# ✅ **Delta Lake Table Verification**

This notebook verifies that the Delta Lake table was successfully created and contains the expected data from the raw `.h5` files. We initialize a new Spark session, read in the Delta table, and run basic summary checks — including the total number of unique files, and the distribution of labeled examples (`good` vs `bad`).

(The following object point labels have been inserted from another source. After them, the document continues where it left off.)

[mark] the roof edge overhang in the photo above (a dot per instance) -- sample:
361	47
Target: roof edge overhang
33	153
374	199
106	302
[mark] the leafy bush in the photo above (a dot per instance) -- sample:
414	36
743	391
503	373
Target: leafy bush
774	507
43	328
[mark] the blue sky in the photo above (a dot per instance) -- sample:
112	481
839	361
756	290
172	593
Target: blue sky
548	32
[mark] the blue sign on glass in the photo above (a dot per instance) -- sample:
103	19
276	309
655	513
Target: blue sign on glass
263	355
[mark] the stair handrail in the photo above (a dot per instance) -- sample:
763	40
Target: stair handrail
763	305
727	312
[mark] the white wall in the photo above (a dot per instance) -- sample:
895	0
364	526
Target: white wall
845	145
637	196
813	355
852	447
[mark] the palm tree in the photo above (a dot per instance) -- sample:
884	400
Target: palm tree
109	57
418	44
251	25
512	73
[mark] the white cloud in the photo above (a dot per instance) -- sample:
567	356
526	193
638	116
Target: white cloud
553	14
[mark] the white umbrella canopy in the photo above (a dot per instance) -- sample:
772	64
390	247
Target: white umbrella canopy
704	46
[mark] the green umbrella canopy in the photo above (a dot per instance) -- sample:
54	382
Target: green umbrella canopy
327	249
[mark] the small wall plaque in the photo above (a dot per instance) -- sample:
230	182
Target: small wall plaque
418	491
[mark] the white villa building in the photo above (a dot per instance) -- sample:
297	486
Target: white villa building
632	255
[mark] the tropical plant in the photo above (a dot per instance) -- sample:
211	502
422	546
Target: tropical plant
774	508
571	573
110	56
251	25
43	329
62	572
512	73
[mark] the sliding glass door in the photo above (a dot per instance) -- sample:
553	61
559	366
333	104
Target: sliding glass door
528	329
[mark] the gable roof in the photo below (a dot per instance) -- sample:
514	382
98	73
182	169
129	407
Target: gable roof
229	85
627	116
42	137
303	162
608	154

These checks confirm that the ingestion phase completed correctly and that the data is ready for analysis.

In [23]:
from pyspark.sql import SparkSession
from pyspark.sql.functions import countDistinct

In [24]:
# 🔁 Start a new Spark session (same Delta config as before)
spark = SparkSession.builder \
    .appName("Delta Lake Summary") \
    .config("spark.sql.extensions", "io.delta.sql.DeltaSparkSessionExtension") \
    .config("spark.sql.catalog.spark_catalog", "org.apache.spark.sql.delta.catalog.DeltaCatalog") \
    .getOrCreate()

In [25]:
# Path to the Delta Lake
DELTA_PATH = "../data/delta"

In [26]:

# Load the Delta table
df = spark.read.format("delta").load(DELTA_PATH)

In [27]:

# Preview the schema and sample rows
df.printSchema()
df.show(5)


root
 |-- x: double (nullable = true)
 |-- y: double (nullable = true)
 |-- z: double (nullable = true)
 |-- machine_id: string (nullable = true)
 |-- month: string (nullable = true)
 |-- year: string (nullable = true)
 |-- operation: string (nullable = true)
 |-- example_no: string (nullable = true)
 |-- label: string (nullable = true)

+------+------+-------+----------+-----+----+---------+----------+-----+
|     x|     y|      z|machine_id|month|year|operation|example_no|label|
+------+------+-------+----------+-----+----+---------+----------+-----+
|1227.0|-407.0| -894.0|       M01|  Feb|2019|     OP00|       004| good|
|1079.0| -19.0| -853.0|       M01|  Feb|2019|     OP00|       004| good|
|1100.0| 314.0| -860.0|       M01|  Feb|2019|     OP00|       004| good|
|1323.0| -68.0|-1056.0|       M01|  Feb|2019|     OP00|       004| good|
|1389.0|-491.0|-1139.0|       M01|  Feb|2019|     OP00|       004| good|
+------+------+-------+----------+-----+----+---------+----------+-----+
onl

In [28]:
# Total number of files
df.select("machine_id", "month", "year", "operation", "example_no", "label") \
  .distinct() \
  .count()

1702

In [29]:
# Total number of "good" and "bad" examples
df.select("machine_id", "month", "year", "operation", "example_no", "label") \
  .distinct() \
  .groupBy("label") \
  .count() \
  .show()

+-----+-----+
|label|count|
+-----+-----+
|  bad|   70|
| good| 1632|
+-----+-----+



In [30]:
# Stop the Spark session
spark.stop()